MELANKOLİK, YER YER KOMİK
Körkütük, seyirciyi ikilemde bırakan filmlerden, bahsettiğim tartışma da bu yüzden başladı zaten. Temel olarak yönetmen bize modern insanın çıkışsızlığını sarhoşluk hali, alkolizm gibi tehlikeli sularda dolaşarak anlatıyor. Fakat bunu biraz da provokatif bir biçimde yapıyor. Yönetmen Vinterberg film boyunca alkolizm üzerine keskin yargılardan uzak durup, kabul edilmesi zor durumlarla bizi başbaşa bıraksa da ahlakçılık yapmıyor. Fakat, melankolik, yer yer komik bir hikaye anlatırken (başta Mads Mikkelsen olmak üzere, diğer oyuncular Thomas Bo Larsen, Magnus Millang ve Magnus Sjorup bu hikayede son derece iyi oynuyorlar) seyirciyi de bir hüküm vermeye zorluyor. Filmin provokatifliği buradan geliyor. Yönetmen, alkolizm meselesinde modern dünyanın bize sunduğu öğrenilmiş bilgiler üzerinden değerlendirme yapılacağının ve bunun da tartışmayı çetrefilli hale getireceğinin farkında. Ki filmle ilgili tartışmaların sonuçlanmaması da naçizane bu yüzden. Bu anlamda Vinterberg amacına ulaşıyor.
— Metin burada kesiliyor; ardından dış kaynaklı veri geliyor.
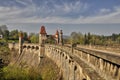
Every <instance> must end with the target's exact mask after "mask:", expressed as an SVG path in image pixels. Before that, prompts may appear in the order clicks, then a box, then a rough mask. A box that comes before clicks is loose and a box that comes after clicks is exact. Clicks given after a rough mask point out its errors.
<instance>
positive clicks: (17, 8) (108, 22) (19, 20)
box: [0, 0, 120, 24]
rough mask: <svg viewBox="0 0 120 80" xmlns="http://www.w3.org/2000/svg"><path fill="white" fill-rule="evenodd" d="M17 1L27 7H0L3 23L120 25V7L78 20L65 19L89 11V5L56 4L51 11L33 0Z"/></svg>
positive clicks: (102, 10)
mask: <svg viewBox="0 0 120 80" xmlns="http://www.w3.org/2000/svg"><path fill="white" fill-rule="evenodd" d="M16 1H17V2H18V3H20V4H23V5H26V7H25V8H19V7H16V6H13V7H3V6H0V22H1V23H62V24H79V23H120V7H114V12H111V10H110V9H105V8H103V9H101V10H100V11H99V13H98V14H97V15H95V16H88V17H84V16H81V15H80V17H78V18H72V17H70V16H69V17H64V15H65V16H66V15H67V14H69V13H72V12H73V13H80V11H81V12H82V11H84V10H87V8H88V6H89V5H88V4H86V3H85V4H83V3H81V2H80V1H77V2H75V3H64V4H63V5H57V4H54V9H49V8H48V6H41V7H38V6H36V5H35V4H34V3H32V0H24V1H23V0H16ZM25 1H26V2H25ZM27 2H29V3H30V4H31V5H29V4H28V3H27ZM46 5H47V2H46ZM37 14H38V15H37Z"/></svg>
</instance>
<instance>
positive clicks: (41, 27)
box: [40, 26, 47, 34]
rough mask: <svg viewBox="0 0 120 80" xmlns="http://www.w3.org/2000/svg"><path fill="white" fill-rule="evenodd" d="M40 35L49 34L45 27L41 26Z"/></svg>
mask: <svg viewBox="0 0 120 80" xmlns="http://www.w3.org/2000/svg"><path fill="white" fill-rule="evenodd" d="M40 34H47V33H46V30H45V27H44V26H41V29H40Z"/></svg>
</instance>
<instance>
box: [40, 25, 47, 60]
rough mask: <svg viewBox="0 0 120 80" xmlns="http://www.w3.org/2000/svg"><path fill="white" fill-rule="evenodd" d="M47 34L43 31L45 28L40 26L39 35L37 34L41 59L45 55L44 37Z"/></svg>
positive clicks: (45, 39) (45, 37)
mask: <svg viewBox="0 0 120 80" xmlns="http://www.w3.org/2000/svg"><path fill="white" fill-rule="evenodd" d="M46 35H47V33H46V30H45V27H44V26H42V27H41V29H40V34H39V57H40V58H43V57H44V54H45V46H44V45H45V40H46V39H47V37H46Z"/></svg>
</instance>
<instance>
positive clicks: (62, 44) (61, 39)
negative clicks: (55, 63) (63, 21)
mask: <svg viewBox="0 0 120 80" xmlns="http://www.w3.org/2000/svg"><path fill="white" fill-rule="evenodd" d="M60 45H63V32H62V30H60Z"/></svg>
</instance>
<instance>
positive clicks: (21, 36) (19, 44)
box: [19, 32, 23, 54]
mask: <svg viewBox="0 0 120 80" xmlns="http://www.w3.org/2000/svg"><path fill="white" fill-rule="evenodd" d="M22 45H23V33H22V32H20V33H19V54H21V53H22Z"/></svg>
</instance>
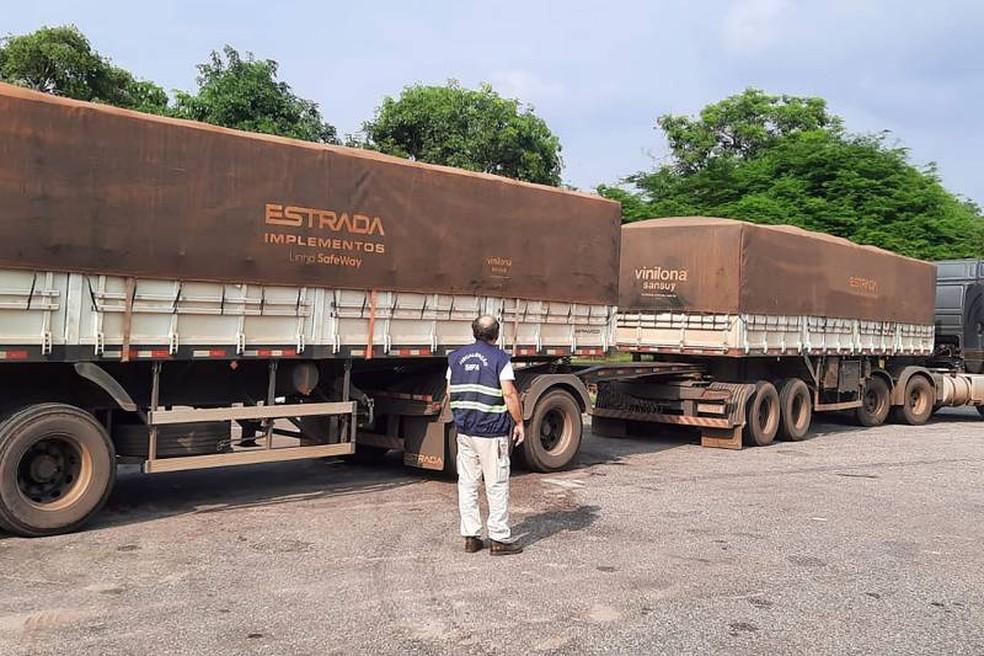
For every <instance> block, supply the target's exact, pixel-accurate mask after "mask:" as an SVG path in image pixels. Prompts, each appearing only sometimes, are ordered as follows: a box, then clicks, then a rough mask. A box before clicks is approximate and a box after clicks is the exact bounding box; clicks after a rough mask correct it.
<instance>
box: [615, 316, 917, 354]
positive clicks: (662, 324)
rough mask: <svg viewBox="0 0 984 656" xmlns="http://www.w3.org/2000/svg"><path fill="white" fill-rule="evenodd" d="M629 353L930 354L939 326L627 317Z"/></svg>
mask: <svg viewBox="0 0 984 656" xmlns="http://www.w3.org/2000/svg"><path fill="white" fill-rule="evenodd" d="M615 341H616V344H617V346H618V348H620V349H624V350H627V351H643V352H667V353H683V354H700V355H727V356H734V357H741V356H756V355H796V354H805V355H828V354H829V355H886V356H887V355H930V354H932V352H933V326H932V325H916V324H905V323H896V322H892V321H861V320H857V319H831V318H826V317H810V316H772V315H763V314H699V313H675V312H660V313H622V314H619V315H618V325H617V328H616V338H615Z"/></svg>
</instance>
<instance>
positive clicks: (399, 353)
mask: <svg viewBox="0 0 984 656" xmlns="http://www.w3.org/2000/svg"><path fill="white" fill-rule="evenodd" d="M392 354H393V355H396V356H399V357H401V358H410V357H415V356H428V355H430V354H431V350H430V349H429V348H422V349H396V350H395V351H392Z"/></svg>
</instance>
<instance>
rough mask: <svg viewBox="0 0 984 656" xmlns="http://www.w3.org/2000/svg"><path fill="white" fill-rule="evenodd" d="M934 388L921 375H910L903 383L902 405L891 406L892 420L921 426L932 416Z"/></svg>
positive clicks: (900, 422)
mask: <svg viewBox="0 0 984 656" xmlns="http://www.w3.org/2000/svg"><path fill="white" fill-rule="evenodd" d="M935 402H936V390H935V389H933V384H932V383H930V382H929V381H928V380H926V378H925V377H923V376H910V377H909V380H908V381H906V383H905V394H904V395H903V402H902V405H898V406H895V407H893V408H892V420H893V421H895V422H898V423H900V424H909V425H910V426H922V425H923V424H925V423H926V422H927V421H929V418H930V417H932V416H933V404H934V403H935Z"/></svg>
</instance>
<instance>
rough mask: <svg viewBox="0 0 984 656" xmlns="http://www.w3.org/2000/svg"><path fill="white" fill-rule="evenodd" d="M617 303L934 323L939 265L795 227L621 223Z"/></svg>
mask: <svg viewBox="0 0 984 656" xmlns="http://www.w3.org/2000/svg"><path fill="white" fill-rule="evenodd" d="M621 257H622V261H621V272H620V278H619V307H620V309H621V310H622V311H631V310H656V311H671V310H672V311H679V312H711V313H726V314H735V313H750V314H770V315H810V316H822V317H837V318H844V319H864V320H870V321H899V322H905V323H917V324H932V323H933V308H934V301H935V289H936V267H935V266H934V265H933V264H931V263H929V262H923V261H921V260H914V259H911V258H908V257H903V256H901V255H896V254H894V253H890V252H888V251H885V250H882V249H880V248H875V247H873V246H861V245H858V244H855V243H853V242H850V241H848V240H846V239H841V238H839V237H832V236H830V235H825V234H822V233H817V232H810V231H807V230H802V229H800V228H795V227H792V226H767V225H757V224H752V223H745V222H742V221H733V220H729V219H715V218H707V217H681V218H668V219H652V220H648V221H640V222H636V223H631V224H628V225H626V226H624V227H623V228H622V255H621Z"/></svg>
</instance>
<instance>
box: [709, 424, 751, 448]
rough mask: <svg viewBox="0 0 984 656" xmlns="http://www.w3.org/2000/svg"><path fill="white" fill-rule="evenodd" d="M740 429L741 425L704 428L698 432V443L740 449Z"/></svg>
mask: <svg viewBox="0 0 984 656" xmlns="http://www.w3.org/2000/svg"><path fill="white" fill-rule="evenodd" d="M741 429H742V427H741V426H735V427H734V428H705V429H703V430H702V431H701V432H700V445H701V446H704V447H712V448H717V449H740V448H741Z"/></svg>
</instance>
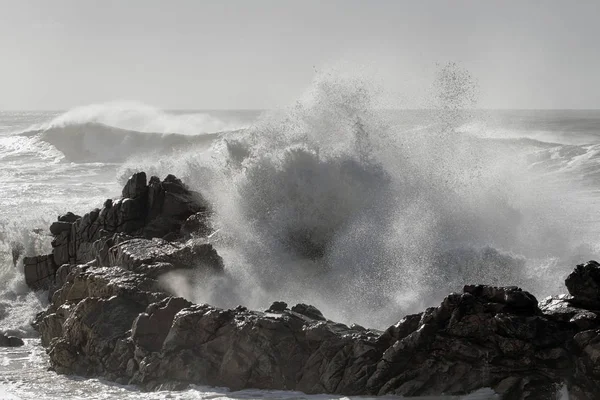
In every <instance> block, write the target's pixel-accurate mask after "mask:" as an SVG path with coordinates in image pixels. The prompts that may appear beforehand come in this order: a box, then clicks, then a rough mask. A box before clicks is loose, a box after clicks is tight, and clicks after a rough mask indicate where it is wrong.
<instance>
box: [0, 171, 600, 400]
mask: <svg viewBox="0 0 600 400" xmlns="http://www.w3.org/2000/svg"><path fill="white" fill-rule="evenodd" d="M123 196H124V198H122V199H118V200H115V201H106V202H105V203H104V206H103V208H102V209H95V210H92V211H91V212H89V213H87V214H85V215H84V216H83V217H78V216H75V215H70V216H64V218H63V217H60V218H59V221H58V222H56V223H55V224H53V227H52V228H51V231H52V233H53V234H54V238H53V241H52V247H53V251H52V254H50V255H46V256H39V257H26V258H25V259H24V265H25V266H24V268H25V278H26V282H27V283H28V284H29V285H30V286H31V287H32V288H35V289H48V290H49V293H50V296H51V304H50V306H49V307H48V309H47V310H46V311H44V312H42V313H40V314H39V315H38V316H37V317H36V319H35V321H34V327H35V328H36V329H37V330H38V332H39V333H40V336H41V341H42V345H43V346H44V347H46V349H47V351H48V354H49V357H50V363H51V365H52V367H53V368H54V370H56V371H57V372H59V373H67V374H79V375H85V376H98V377H104V378H106V379H109V380H112V381H116V382H118V383H121V384H138V385H140V386H141V387H143V388H144V389H148V390H159V389H180V388H185V387H187V386H188V385H189V384H203V385H214V386H227V387H229V388H231V389H243V388H259V389H277V390H297V391H302V392H305V393H328V394H332V395H333V394H335V395H384V394H393V395H401V396H427V395H441V394H445V395H463V394H466V393H469V392H472V391H474V390H477V389H480V388H491V389H492V390H493V391H494V392H495V393H496V394H498V395H499V396H500V398H503V399H528V400H538V399H539V400H542V399H543V400H546V399H555V398H556V392H557V390H558V388H560V387H562V386H563V385H564V384H567V385H568V387H569V390H570V396H571V399H575V400H582V399H586V400H587V399H594V398H596V397H597V396H596V394H597V393H598V392H599V391H600V372H599V371H600V369H599V368H598V363H599V362H600V319H599V318H600V314H599V313H600V311H599V310H600V264H598V263H596V262H589V263H586V264H582V265H579V266H577V268H576V269H575V271H574V272H573V273H572V274H571V275H569V277H568V278H567V282H566V283H567V288H568V289H569V292H570V293H571V295H562V296H554V297H550V298H547V299H544V300H543V301H541V302H540V303H538V301H537V300H536V298H535V297H534V296H533V295H531V294H530V293H528V292H526V291H523V290H521V289H519V288H517V287H493V286H486V285H467V286H465V287H464V289H463V291H462V293H452V294H450V295H448V296H447V297H446V298H445V299H444V300H443V301H442V302H441V304H440V305H439V306H437V307H430V308H427V309H426V310H424V311H423V312H421V313H418V314H412V315H408V316H406V317H405V318H403V319H402V320H400V321H399V322H398V323H397V324H395V325H393V326H390V327H389V328H388V329H386V330H385V331H384V332H379V331H375V330H371V329H367V328H364V327H362V326H359V325H351V326H350V327H348V326H346V325H344V324H340V323H336V322H333V321H330V320H327V319H326V318H325V317H324V316H323V314H322V313H321V312H320V311H319V310H318V309H317V308H315V307H314V306H311V305H307V304H297V305H295V306H294V307H292V308H291V310H290V309H289V308H288V305H287V304H286V303H285V302H275V303H273V304H272V305H271V307H270V308H269V309H268V310H267V311H266V312H264V313H263V312H256V311H250V310H248V309H247V308H246V307H242V306H239V307H236V308H235V309H230V310H224V309H220V308H216V307H213V306H210V305H207V304H202V305H195V304H192V303H191V302H189V301H187V300H185V299H182V298H179V297H172V296H171V295H170V294H169V293H167V292H166V291H165V289H164V288H163V287H162V286H161V285H160V284H159V278H160V277H161V276H162V275H164V274H165V273H167V272H169V271H173V270H178V269H186V270H193V271H194V273H193V276H194V279H202V277H204V276H210V275H214V274H221V273H223V272H224V266H223V261H222V259H221V257H220V256H219V255H218V254H217V252H216V251H215V249H214V248H213V247H212V245H211V244H210V243H209V242H208V240H207V238H203V237H204V236H206V235H208V234H209V232H210V228H209V224H208V221H209V217H210V207H209V205H208V204H207V203H206V201H205V200H204V199H203V198H202V196H200V194H198V193H195V192H193V191H190V190H189V188H187V187H186V186H185V185H184V184H183V182H181V181H180V180H179V179H177V178H175V177H174V176H172V175H169V176H167V177H166V178H165V179H164V180H163V181H162V182H161V181H160V180H159V179H158V178H156V177H151V178H150V180H149V182H148V184H147V185H146V175H145V174H143V173H139V174H135V175H133V176H132V177H131V178H130V179H129V181H128V182H127V184H126V185H125V188H124V189H123ZM182 238H186V239H189V240H187V241H184V240H183V239H182ZM166 239H169V240H166ZM197 277H200V278H197ZM2 340H5V339H2V338H0V341H2ZM6 340H8V339H6ZM12 343H17V342H14V341H13V342H12Z"/></svg>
Lakin bu tartışma bizi modern insanın yaşadığı çıkışsızlığa dair bir yere götürüyor mu, emin değilim... Bu çıkışsızlığın nedeni çok da bireysel kaynaklı değil. Değer aşınmasının had safhada yaşandığı, ideallerin kaybolduğu, toplumsal değer yargılarının parçalandığı, yaratılan suni haz alanlarıyla insanların oyalanıp kendi gerçeklikleriyle yüzleşemediği bir dünyada, modern insanın yaşadığı buhrandan çıkması, bir şeylere sığınarak aşılacak bir şey değil. Bir sistem meselesi var karşımızda. Efkarlanarak da bu sistemin üstesinden ne kadar gelinebilir ki?